CDD に移行したことで、より「医学者」が利用しやすい形でデータを利用できるようになりました。また、データセットを整理しました。例えば、実際には364の化合物しかありません(重複しているものは、同じ分子の塩の形や別の名前によるものです)。また、可能な限りターゲット名を正規化しました(例えば、UNCのデータセットでは、キナーゼIKKA、IKKB、IKKEをIKK-alpha、IKK-beta、IKK-epsilonと呼んでいました)。我々が完璧というわけではありません...我々のデータセットへの修正もよろしくお願いします。

要約すると、225のターゲットに対して0.1mMと1mMでテストされた364の化合物があります。CDD に精通している方のために、データは2つのプロジェクトで公開されています。1つ目のプロジェクト(MultiProtocol)では、各ターゲットが個別のプロトコルとして掲載されています。そのため、化合物の構造(または下部構造)やターゲット名で検索することができます。直列のプロジェクト(OneProtocol)では、プロトコルは1つだけですが、226のターゲットが1つのリードアウトに掲載されています(そのフォーマットを好むお客様のために)。

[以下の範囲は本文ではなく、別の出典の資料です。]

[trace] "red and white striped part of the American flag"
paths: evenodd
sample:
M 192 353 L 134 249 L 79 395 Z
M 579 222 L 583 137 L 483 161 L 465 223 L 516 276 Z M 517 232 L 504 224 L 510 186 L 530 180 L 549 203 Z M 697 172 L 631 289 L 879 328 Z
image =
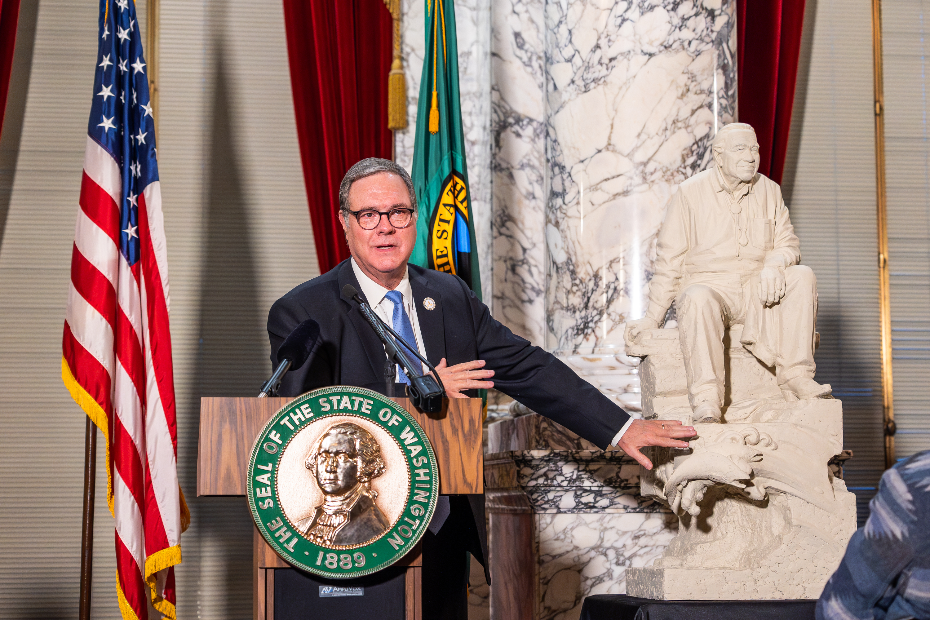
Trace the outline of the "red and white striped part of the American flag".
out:
M 124 618 L 175 617 L 181 497 L 165 226 L 158 181 L 139 196 L 140 260 L 119 251 L 120 170 L 88 138 L 74 231 L 62 378 L 107 442 Z

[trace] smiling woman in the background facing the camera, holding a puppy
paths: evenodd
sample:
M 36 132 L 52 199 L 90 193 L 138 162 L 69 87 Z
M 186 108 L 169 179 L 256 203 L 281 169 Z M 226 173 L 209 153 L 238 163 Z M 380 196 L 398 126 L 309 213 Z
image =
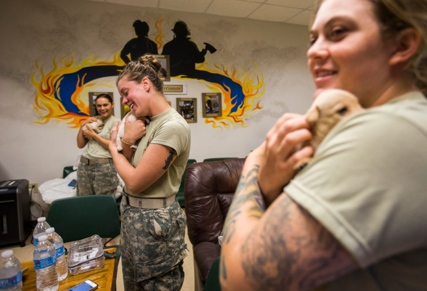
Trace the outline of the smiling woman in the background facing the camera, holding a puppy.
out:
M 83 121 L 77 134 L 79 149 L 86 147 L 77 168 L 77 196 L 105 194 L 113 195 L 119 185 L 116 168 L 111 159 L 108 144 L 111 130 L 118 121 L 113 116 L 114 102 L 110 95 L 99 94 L 95 99 L 104 127 L 99 134 L 85 125 L 97 118 L 90 117 Z

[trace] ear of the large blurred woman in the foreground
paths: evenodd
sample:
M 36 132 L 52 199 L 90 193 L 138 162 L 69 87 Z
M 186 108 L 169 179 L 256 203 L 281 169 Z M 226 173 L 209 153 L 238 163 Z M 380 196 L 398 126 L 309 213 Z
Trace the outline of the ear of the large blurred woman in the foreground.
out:
M 396 37 L 396 50 L 389 60 L 390 65 L 404 64 L 417 53 L 421 35 L 415 28 L 407 28 Z

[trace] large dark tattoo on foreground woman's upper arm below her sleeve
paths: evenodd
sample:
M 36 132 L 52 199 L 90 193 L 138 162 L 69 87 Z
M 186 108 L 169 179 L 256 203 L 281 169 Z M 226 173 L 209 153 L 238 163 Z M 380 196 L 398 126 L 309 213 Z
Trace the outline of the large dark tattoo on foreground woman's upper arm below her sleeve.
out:
M 254 289 L 310 290 L 357 267 L 330 232 L 288 196 L 267 215 L 269 223 L 253 229 L 241 247 Z

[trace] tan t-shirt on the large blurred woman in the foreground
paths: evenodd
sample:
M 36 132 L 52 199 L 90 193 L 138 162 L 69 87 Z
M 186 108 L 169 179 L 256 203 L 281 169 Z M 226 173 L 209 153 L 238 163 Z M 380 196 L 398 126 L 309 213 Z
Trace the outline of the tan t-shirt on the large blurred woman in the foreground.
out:
M 320 290 L 427 290 L 426 173 L 419 92 L 332 129 L 284 188 L 361 266 Z

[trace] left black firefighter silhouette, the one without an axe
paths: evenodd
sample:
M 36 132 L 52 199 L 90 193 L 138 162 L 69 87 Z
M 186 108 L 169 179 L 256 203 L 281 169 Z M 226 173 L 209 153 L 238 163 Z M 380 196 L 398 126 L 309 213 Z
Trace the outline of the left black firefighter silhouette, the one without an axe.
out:
M 131 60 L 135 61 L 146 53 L 158 54 L 157 45 L 148 38 L 149 26 L 145 21 L 137 20 L 133 23 L 137 38 L 128 41 L 120 53 L 120 57 L 127 64 Z M 129 59 L 129 54 L 131 55 Z

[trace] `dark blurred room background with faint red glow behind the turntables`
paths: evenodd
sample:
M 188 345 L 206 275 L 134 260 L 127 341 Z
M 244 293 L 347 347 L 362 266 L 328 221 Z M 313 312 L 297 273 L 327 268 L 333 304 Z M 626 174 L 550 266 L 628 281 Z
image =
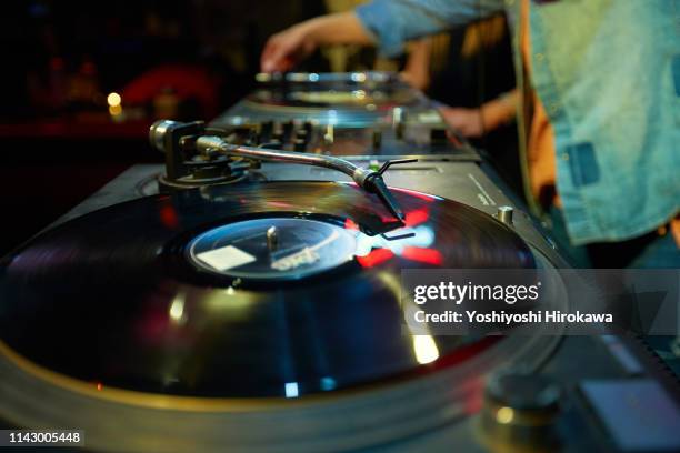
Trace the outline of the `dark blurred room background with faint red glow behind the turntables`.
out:
M 2 9 L 0 255 L 131 164 L 161 162 L 147 144 L 156 119 L 214 118 L 252 90 L 269 36 L 327 12 L 321 0 L 42 0 Z M 460 61 L 461 33 L 451 33 L 453 70 L 429 94 L 473 107 L 512 88 L 509 43 Z M 362 50 L 347 69 L 370 69 L 374 58 Z M 329 69 L 321 52 L 296 68 Z M 503 70 L 510 76 L 499 79 Z M 122 98 L 118 110 L 107 101 L 112 92 Z

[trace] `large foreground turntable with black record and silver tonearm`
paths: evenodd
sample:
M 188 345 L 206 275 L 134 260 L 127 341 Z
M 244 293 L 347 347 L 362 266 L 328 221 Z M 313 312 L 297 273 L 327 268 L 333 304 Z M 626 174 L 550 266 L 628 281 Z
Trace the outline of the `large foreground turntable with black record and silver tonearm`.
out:
M 568 266 L 484 162 L 451 142 L 427 159 L 270 147 L 261 127 L 156 123 L 164 167 L 2 259 L 6 427 L 117 452 L 680 445 L 677 383 L 634 339 L 408 329 L 403 270 Z M 660 427 L 630 436 L 636 414 Z

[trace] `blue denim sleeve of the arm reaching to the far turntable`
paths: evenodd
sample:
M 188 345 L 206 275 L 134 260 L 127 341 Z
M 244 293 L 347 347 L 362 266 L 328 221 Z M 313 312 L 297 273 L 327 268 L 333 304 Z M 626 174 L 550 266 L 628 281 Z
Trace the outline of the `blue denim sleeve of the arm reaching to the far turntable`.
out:
M 503 9 L 503 0 L 373 0 L 356 9 L 380 52 L 394 57 L 408 40 L 468 23 Z

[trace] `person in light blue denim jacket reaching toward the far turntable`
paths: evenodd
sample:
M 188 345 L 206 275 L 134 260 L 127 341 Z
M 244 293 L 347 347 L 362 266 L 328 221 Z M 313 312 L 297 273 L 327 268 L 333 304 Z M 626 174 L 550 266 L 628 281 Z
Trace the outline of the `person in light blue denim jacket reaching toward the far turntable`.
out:
M 318 46 L 340 42 L 393 56 L 407 40 L 503 10 L 514 33 L 530 209 L 571 244 L 577 265 L 678 268 L 674 2 L 374 0 L 272 36 L 261 69 L 287 71 Z

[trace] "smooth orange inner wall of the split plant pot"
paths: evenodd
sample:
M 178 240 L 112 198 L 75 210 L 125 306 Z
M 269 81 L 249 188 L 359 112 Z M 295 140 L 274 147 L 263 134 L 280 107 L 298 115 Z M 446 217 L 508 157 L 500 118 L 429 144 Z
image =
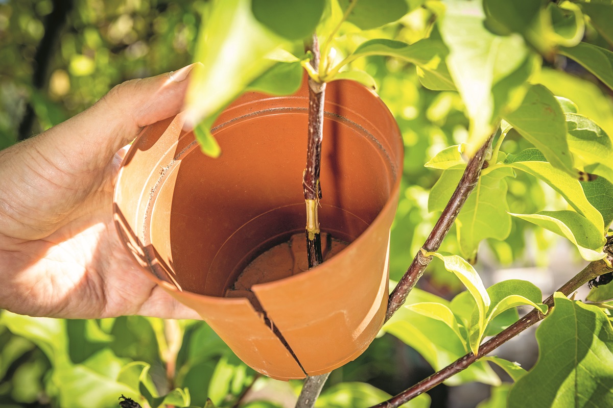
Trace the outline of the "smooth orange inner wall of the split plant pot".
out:
M 251 111 L 216 127 L 219 158 L 202 154 L 191 134 L 166 152 L 143 198 L 158 275 L 183 291 L 223 296 L 258 254 L 303 231 L 307 121 L 305 108 Z M 364 128 L 335 114 L 324 124 L 320 223 L 351 242 L 386 204 L 394 166 Z

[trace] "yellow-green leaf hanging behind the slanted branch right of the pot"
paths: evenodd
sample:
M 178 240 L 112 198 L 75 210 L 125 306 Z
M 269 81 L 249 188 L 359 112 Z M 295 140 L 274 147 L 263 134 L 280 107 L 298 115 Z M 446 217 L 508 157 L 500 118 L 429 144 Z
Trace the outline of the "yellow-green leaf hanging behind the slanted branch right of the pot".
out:
M 444 209 L 462 174 L 462 169 L 447 169 L 441 174 L 430 190 L 429 211 Z M 504 168 L 484 172 L 455 220 L 460 251 L 466 258 L 474 257 L 481 240 L 503 240 L 511 232 L 506 177 L 514 177 L 514 172 Z

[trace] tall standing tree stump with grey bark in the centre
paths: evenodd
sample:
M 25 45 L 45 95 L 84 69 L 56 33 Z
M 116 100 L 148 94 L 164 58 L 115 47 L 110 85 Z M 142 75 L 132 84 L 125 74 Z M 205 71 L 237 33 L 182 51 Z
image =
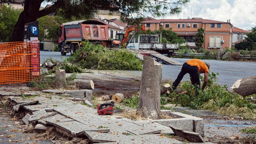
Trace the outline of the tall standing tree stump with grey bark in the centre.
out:
M 137 114 L 145 118 L 162 119 L 160 102 L 160 85 L 162 65 L 155 64 L 153 58 L 143 56 L 140 96 Z

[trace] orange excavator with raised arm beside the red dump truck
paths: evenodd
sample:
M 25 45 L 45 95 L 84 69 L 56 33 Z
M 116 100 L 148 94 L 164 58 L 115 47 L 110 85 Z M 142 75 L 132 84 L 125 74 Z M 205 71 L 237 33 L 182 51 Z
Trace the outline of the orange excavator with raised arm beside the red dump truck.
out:
M 122 43 L 127 43 L 127 41 L 129 40 L 129 34 L 132 31 L 146 31 L 145 25 L 142 24 L 141 27 L 140 26 L 132 26 L 129 27 L 125 34 L 124 33 L 117 33 L 116 34 L 116 40 L 113 40 L 113 44 L 115 46 L 120 46 Z

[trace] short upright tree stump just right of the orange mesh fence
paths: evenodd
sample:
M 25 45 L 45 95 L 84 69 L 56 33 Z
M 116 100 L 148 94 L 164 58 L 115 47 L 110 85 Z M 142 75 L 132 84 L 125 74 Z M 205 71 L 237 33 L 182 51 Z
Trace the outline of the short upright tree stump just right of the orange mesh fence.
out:
M 55 68 L 56 85 L 60 88 L 67 88 L 66 73 L 64 69 Z

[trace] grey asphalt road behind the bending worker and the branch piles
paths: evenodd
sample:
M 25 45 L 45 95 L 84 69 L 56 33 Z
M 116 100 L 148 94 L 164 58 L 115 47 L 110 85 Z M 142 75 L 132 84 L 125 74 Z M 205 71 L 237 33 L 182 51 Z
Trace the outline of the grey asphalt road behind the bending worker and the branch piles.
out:
M 46 58 L 55 58 L 62 60 L 60 52 L 40 51 L 40 61 L 43 62 Z M 68 58 L 65 56 L 63 58 Z M 185 63 L 187 58 L 174 58 L 175 60 Z M 256 75 L 256 62 L 237 62 L 237 61 L 220 61 L 220 60 L 204 60 L 211 64 L 210 72 L 219 73 L 219 84 L 227 84 L 231 87 L 234 82 L 243 77 Z M 163 65 L 163 79 L 176 79 L 182 66 Z M 186 74 L 183 80 L 189 77 Z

いずれにしても、この素晴らしいデータセットは別の形で公開されています。ご参考になれば幸いです。


このブログは、CDD Vault コミュニティのメンバーが執筆しています。CDD Vault は、プライベートおよび外部の生物学的・化学的データを安全に管理する、ホスト型の創薬インフォマティクス・プラットフォームです。化学物質の登録構造活性相関、化学物質のインベントリ、電子ラボノート機能などのコア機能を提供しています。化学物質の登録、構造活性相関、化学物質のインベントリ電子ラボノート機能などのコア機能を提供しています。